Er vermied jeden Augenkontakt mit Noa. Trotz all seiner Bemühungen konnte Rámon Cortina nicht garantieren, dass er das Bestmögliche für seine Schwester getan hatte. Zweifellos hatte er alles getan was er konnte, doch es war keine Frage, dass Noa in einer professionellen Klinik, die sich auf schwere Verbrennungen spezialisiert hatte, besser aufgehoben gewesen wäre. Dass das allerdings keine Option gewesen war, wussten sie beide. Mit dem Fahndungsgesuch nach Noa, das die Coruscant Security Force heraus gegeben hatte, hätte man sie in jeder öffentlichen Klinik bereits bei der Einlieferung unter Arrest gestellt.

“Ist okay.“

Sagte sie, um Tapferkeit bemüht. Sie lebte und es ging ihr gut. Mehr als das sollte sie eigentlich nicht kümmern, oder? Noa schluckte. Davon abgesehen war sie 26. Ab da ging es mit der Hautalterung sowieso los. Noch ein paar Jahre und sie war nichts als Falten und Cellulite. Was machten da schon ein paar hässliche Narben auf ihrer Körpermitte?

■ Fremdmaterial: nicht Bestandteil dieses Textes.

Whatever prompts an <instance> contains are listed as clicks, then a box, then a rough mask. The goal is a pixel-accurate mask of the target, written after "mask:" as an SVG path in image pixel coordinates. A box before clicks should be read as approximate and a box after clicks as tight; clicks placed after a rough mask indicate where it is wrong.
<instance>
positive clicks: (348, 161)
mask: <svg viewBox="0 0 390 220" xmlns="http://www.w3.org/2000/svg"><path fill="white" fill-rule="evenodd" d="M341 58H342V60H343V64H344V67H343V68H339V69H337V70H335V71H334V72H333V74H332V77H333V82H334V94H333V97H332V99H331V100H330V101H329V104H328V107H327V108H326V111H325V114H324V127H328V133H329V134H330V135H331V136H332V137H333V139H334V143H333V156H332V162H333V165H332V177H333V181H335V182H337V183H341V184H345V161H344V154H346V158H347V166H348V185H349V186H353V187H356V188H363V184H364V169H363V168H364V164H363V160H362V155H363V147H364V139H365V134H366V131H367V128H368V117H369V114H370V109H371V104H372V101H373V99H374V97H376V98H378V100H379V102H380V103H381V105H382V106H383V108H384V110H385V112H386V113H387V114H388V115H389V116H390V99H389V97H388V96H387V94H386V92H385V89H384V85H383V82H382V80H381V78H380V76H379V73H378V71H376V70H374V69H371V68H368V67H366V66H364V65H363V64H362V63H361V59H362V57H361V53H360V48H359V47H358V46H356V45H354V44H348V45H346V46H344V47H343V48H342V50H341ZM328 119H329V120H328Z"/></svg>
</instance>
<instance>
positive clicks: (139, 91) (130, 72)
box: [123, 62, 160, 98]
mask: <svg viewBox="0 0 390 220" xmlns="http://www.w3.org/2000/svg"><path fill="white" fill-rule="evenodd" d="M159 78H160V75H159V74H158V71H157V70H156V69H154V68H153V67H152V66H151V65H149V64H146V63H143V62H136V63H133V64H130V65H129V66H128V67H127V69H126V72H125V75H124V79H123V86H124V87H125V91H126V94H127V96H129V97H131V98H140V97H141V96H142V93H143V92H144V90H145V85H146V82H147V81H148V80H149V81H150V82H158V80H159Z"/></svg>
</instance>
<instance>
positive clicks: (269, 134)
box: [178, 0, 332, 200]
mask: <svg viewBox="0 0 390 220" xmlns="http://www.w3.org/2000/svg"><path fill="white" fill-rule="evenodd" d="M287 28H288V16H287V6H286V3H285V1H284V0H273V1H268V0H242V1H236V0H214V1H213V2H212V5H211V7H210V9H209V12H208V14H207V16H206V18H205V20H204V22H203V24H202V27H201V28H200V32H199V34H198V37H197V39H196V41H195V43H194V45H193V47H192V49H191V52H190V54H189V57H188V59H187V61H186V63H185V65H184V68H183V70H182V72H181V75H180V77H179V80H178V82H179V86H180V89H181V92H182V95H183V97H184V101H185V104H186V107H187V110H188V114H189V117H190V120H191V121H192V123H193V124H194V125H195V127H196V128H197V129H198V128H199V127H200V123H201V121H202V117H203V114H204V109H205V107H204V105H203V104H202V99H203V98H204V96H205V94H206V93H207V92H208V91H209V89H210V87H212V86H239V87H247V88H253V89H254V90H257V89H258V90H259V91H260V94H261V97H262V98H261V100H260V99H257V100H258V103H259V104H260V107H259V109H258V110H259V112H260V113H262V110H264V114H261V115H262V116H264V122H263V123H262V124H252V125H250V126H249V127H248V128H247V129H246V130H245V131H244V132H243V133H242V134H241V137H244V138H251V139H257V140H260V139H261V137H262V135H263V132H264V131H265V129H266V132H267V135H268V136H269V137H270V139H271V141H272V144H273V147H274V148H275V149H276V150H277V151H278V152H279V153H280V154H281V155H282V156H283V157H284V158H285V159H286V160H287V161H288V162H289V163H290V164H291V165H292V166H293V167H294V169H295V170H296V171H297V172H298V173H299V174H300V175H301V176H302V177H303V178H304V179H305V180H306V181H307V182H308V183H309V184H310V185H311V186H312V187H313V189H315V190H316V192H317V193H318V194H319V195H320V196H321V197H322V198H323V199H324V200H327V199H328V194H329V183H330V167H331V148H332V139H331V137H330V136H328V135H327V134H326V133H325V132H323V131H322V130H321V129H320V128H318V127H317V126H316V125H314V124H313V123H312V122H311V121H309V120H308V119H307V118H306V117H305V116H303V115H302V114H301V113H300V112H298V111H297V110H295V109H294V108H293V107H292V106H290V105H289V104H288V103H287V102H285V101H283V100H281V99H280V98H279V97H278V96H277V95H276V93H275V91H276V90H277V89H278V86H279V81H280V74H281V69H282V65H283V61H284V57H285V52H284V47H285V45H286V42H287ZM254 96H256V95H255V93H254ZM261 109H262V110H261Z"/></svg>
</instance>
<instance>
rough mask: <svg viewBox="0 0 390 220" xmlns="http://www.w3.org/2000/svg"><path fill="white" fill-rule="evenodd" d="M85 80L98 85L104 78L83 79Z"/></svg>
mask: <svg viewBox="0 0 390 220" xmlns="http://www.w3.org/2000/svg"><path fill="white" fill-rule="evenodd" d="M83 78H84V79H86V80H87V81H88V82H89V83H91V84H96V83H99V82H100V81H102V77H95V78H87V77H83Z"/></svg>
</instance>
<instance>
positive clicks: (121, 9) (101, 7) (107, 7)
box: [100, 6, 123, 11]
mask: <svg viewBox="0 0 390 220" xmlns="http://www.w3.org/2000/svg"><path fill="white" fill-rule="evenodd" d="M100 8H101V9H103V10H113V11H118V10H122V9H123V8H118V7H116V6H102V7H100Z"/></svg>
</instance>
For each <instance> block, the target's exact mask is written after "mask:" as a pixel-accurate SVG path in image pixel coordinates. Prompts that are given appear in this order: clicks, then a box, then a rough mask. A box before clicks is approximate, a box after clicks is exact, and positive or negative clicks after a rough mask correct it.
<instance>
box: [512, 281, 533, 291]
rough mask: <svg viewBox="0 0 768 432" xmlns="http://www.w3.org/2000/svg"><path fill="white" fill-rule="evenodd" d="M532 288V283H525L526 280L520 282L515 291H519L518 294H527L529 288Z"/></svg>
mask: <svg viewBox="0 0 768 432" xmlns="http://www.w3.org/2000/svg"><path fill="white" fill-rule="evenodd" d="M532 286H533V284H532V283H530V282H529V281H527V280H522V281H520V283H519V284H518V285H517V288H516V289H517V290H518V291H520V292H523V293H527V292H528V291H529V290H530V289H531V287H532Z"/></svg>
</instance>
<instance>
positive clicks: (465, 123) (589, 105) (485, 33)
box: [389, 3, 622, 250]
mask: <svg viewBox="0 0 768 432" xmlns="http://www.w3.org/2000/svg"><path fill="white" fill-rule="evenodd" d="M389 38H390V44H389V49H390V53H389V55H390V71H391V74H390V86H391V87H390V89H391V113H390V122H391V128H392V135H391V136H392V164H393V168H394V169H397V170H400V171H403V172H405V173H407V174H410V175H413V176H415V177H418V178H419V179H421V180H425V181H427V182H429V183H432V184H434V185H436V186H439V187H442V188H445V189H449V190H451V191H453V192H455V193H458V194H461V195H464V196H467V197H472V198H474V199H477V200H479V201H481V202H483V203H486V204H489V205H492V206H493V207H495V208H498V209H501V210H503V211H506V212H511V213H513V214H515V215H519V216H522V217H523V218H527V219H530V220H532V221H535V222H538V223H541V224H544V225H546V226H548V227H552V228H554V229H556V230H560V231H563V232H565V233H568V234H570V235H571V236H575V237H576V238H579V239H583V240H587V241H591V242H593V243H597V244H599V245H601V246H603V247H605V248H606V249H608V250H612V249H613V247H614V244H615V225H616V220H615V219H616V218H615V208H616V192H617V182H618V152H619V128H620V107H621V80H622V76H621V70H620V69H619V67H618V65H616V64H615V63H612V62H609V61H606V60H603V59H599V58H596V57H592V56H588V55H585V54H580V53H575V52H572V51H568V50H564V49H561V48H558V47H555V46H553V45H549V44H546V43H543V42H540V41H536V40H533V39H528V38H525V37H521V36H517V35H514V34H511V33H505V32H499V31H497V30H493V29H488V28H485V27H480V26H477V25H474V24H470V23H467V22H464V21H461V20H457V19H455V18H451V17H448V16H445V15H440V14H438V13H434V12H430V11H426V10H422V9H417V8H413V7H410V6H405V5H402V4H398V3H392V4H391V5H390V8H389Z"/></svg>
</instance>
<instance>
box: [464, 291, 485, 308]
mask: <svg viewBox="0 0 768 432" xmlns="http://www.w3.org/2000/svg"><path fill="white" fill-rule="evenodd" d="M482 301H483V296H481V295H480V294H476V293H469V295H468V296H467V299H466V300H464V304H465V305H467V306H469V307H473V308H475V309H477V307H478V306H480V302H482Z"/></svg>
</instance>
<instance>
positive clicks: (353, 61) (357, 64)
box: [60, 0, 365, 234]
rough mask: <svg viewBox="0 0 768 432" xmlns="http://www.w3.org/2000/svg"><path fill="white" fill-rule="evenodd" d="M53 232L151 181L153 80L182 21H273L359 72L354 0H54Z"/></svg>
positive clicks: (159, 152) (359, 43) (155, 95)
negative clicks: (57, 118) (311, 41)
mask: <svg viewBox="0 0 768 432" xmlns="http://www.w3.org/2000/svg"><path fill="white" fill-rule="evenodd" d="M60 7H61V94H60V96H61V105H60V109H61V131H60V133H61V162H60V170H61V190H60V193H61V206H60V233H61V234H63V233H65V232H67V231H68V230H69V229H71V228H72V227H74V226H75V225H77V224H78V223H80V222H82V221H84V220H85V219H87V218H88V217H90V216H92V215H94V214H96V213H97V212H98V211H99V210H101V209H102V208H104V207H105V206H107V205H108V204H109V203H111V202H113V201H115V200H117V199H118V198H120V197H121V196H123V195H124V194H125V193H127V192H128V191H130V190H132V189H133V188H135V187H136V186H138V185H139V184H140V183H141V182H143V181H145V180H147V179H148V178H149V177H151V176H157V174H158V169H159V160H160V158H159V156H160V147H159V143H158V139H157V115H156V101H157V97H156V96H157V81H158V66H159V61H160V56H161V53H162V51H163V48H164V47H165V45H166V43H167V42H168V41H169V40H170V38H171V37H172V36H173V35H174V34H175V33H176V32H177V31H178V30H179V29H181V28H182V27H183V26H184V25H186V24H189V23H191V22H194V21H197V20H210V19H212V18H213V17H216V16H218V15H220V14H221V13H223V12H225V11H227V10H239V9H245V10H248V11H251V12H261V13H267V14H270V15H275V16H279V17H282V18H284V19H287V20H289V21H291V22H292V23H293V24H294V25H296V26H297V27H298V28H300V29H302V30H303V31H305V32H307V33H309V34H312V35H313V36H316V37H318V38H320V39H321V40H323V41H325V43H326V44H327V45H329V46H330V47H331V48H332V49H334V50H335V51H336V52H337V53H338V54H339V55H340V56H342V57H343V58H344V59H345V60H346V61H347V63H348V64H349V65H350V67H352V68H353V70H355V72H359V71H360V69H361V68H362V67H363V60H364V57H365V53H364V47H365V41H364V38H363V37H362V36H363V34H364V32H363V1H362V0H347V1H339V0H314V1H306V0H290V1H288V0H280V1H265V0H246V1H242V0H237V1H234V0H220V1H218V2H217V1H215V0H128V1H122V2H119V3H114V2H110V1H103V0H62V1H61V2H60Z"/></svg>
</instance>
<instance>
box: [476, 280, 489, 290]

Sie würde einfach nie wieder nackt herum laufen können.

“Es kommt wie es kommt.“

Noa brachte ein Lächeln zu Stande, doch es war kein echtes. Sie hob die Beine wieder zurück auf ihr Bett und lehnte sich zurück.

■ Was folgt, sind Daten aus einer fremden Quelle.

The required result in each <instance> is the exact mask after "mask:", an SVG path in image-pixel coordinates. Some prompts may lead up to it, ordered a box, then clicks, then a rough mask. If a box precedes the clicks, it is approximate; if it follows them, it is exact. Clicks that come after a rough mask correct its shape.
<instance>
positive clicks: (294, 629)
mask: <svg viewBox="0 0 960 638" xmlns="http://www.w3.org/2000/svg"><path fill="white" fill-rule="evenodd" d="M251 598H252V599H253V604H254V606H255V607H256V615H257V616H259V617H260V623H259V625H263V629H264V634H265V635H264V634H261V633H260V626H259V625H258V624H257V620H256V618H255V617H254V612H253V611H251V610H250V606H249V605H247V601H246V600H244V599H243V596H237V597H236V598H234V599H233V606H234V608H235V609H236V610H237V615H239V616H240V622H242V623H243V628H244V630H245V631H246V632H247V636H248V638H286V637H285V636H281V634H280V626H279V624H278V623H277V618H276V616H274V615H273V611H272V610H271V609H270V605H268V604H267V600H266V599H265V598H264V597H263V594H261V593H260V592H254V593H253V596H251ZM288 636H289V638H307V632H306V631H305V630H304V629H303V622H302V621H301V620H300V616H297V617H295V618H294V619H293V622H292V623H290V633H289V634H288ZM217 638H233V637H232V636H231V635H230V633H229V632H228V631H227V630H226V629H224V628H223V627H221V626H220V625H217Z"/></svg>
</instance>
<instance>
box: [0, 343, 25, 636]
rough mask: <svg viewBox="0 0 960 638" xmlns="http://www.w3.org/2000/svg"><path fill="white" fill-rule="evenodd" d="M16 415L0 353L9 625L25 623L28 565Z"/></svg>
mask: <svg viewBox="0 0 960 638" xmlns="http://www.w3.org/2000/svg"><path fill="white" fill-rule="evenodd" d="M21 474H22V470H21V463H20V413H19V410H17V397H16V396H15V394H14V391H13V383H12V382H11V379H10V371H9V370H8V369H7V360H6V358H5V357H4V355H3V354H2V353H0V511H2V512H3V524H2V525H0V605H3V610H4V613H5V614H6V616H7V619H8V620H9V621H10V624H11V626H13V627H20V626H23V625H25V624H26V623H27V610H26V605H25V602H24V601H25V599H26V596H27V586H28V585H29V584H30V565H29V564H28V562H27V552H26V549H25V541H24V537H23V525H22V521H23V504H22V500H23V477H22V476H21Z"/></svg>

“Tust du mir nur einen Gefallen?“

„Jeden.“

“Sag‘ nicht den anderen, dass ich danach gefragt habe. Okay?“

Noa griff nach ihrem Shirt und zog es über ihren Kopf. Sie war nicht gerne schwach und was sie auf keinen Fall wollte war, dass ihre Geschwister wussten, dass sie sich über mögliche Entstellungen Gedanken gemacht hatte.

„Natürlich nicht.“

Antwortete Rámon.

„Ich in zwar dein Bruder, aber ich bin auch dein Arzt. Alles, was wir besprechen, bleibt unter uns. Ärztliche Schweigepflicht.“

"Gut."

Noa nickte und zog die Decke über sich. Nichts anderes hatte sie erwartet, aber sie hatte sicher sein wollen. Es kam wie es kam und sie musste es nehmen, wie es war - auch wenn sie sich nie wieder im Spiegel würde ansehen können, ohne sich dabei hässlich zu fühlen.